Figure 1, below, charts care home deaths in England from March 2020 to early this year. Note, first, the spike of light blue – supposedly non-Covid – beneath the dark blue Covid deaths in the first wave of March 2020. This light blue far overtops the five-year death average. Either Covid deaths were undercounted (likely) or something unknown was killing care home residents (unlikely).
Second, come to February 2021. Here, Covid is ‘involved’ in nearly half of all deaths, and ‘non-Covid’ deaths are far below the five-year average for pre-Covid years. This might be because numbers of residents were unusually few, but this seems unlikely, because non-Covid deaths had been near-normal in the preceding summer. The likely explanation is that Covid was being counted as ‘involved’ when the virus was inconsequential and the resident would have died anyway.
Next, consider Figure 2, a format that the ONS no longer publishes and upon which I have commented previously. The left-hand panel shows that, for patients dying with known Covid pneumonia in 2020, death was attributed as ‘due to’ the pneumonia in over 90% of cases (dark blue). By contrast – see the right-hand panel – few pneumonia patients without a Covid diagnosis had their deaths listed as ‘due to’ the pneumonia. Yet the May and December peaks on the pneumonia chart coincide with the Covid peaks and must substantially comprise patients with undiagnosed Covid. I believe that this illustrates Jefferson’s “availability bias”. When there was a virology result for a notorious pathogen, there was a much greater propensity to attribute its pneumonia as the cause of death.
Last, there is the chaos of the real world in a crisis.
At the start of the pandemic, the Government established ‘PMART’ teams to visit homes and care homes where someone had died. These comprised a clinician, a police officer and a fire service driver, all uncomfortably trussed in PPE. The clinician could be a nurse, a medical student or some other health professional.
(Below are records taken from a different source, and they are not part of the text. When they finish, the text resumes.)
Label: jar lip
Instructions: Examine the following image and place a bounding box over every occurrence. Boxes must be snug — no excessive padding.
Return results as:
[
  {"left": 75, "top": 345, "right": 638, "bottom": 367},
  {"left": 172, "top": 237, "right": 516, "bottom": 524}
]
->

Unless foul play was suspected they took the lead in attributing cause of death, with a certificate issued later after review by another medic, who didn’t actually see the deceased.
My friend, a coroner’s pathologist, tells me that the PMART teams preferred to be in and out of the deceased’s residence as swiftly as possible. As he puts it: “It was a perfect time to poison unwanted relatives, telling the clinician they’d been ‘coughing bad and struggling to breathe’.” And, whilst nobody is suggesting that the spring of 2020 was awash hidden murders, it’s hard to believe that the death certificates of the period are particularly precise.
Dr. David Livermore is Professor of Medical Microbiology in the Norwich Medical School at UEA.